Imagine going house to house with a translator to inform communities about free testing available to families, then setting up outdoor lab stations in the middle of challenging conditions where wind, dust, temperature, insects and weather can all have an impact.

“We learned to be flexible; it was all about adapting to the environment and the local culture. Sometimes the heat reached 102 degrees. Sometimes the generator went out and we lost power to the microscopes and equipment. Sometimes we worked from the car. We were able to see firsthand what we had only read about or covered before in class,” Stuteville said.

“So many people wanted to be tested,” she said. “There were households where we walked in and found 30 to 40 people waiting, whether or not they were from the same family.
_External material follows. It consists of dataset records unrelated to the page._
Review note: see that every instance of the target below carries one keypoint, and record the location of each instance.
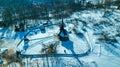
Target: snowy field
(83, 49)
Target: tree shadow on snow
(69, 45)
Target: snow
(100, 54)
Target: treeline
(21, 10)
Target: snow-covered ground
(82, 41)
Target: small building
(63, 34)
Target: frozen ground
(82, 41)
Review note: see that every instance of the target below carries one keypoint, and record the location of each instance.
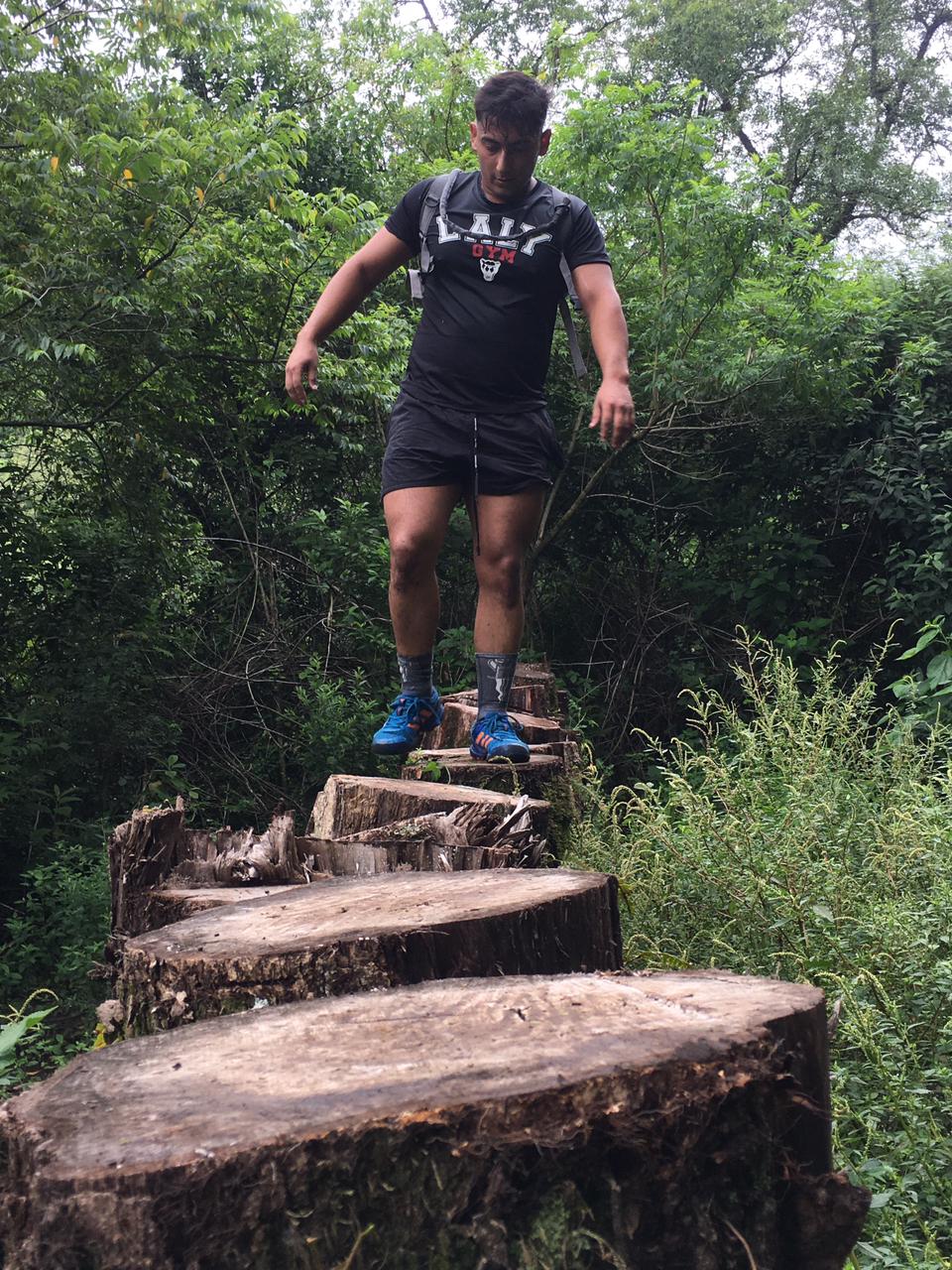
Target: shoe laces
(408, 705)
(499, 722)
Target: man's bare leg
(508, 525)
(416, 525)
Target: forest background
(193, 572)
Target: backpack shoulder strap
(436, 199)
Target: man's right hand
(301, 368)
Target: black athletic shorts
(485, 453)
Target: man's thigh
(417, 518)
(508, 522)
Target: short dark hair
(513, 100)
It was complicated, because we needed accurate residence data in order to report the results back after the tests had been analyzed.”

The group also visited a local prison to test jailers involved with livestock through work release programs, as well as villages near the border of South Sudan, where a large refugee population resides.

Next steps following testing will include education, which often starts in the schools.

Students learn, teach their parents about prevention, and as Killion said, “can become the generation that makes change.”

For UNT Health Science Center, the journey has just begun, as two other public health professors and several students will be picking up where this group started, taking trips of their own over the spring and summer months.

That story is still to unfold and is hoped to be just the beginning of a longstanding working relationship with Veterinarians Without Borders.

After all of the experiences, the challenges, the 19-hour flight plus layovers, and another eight hours of drive time to reach some of these faraway Ugandan communities, would the students do it again?

In a heartbeat.

“It’s a chance to see how public health can have a great impact,” Killion said.

“The most rewarding aspect was to see how regardless of living conditions and how much or how little these people had, they were still so thankful and welcoming,” Stuteville said. “It meant a lot to be able to help make a difference.”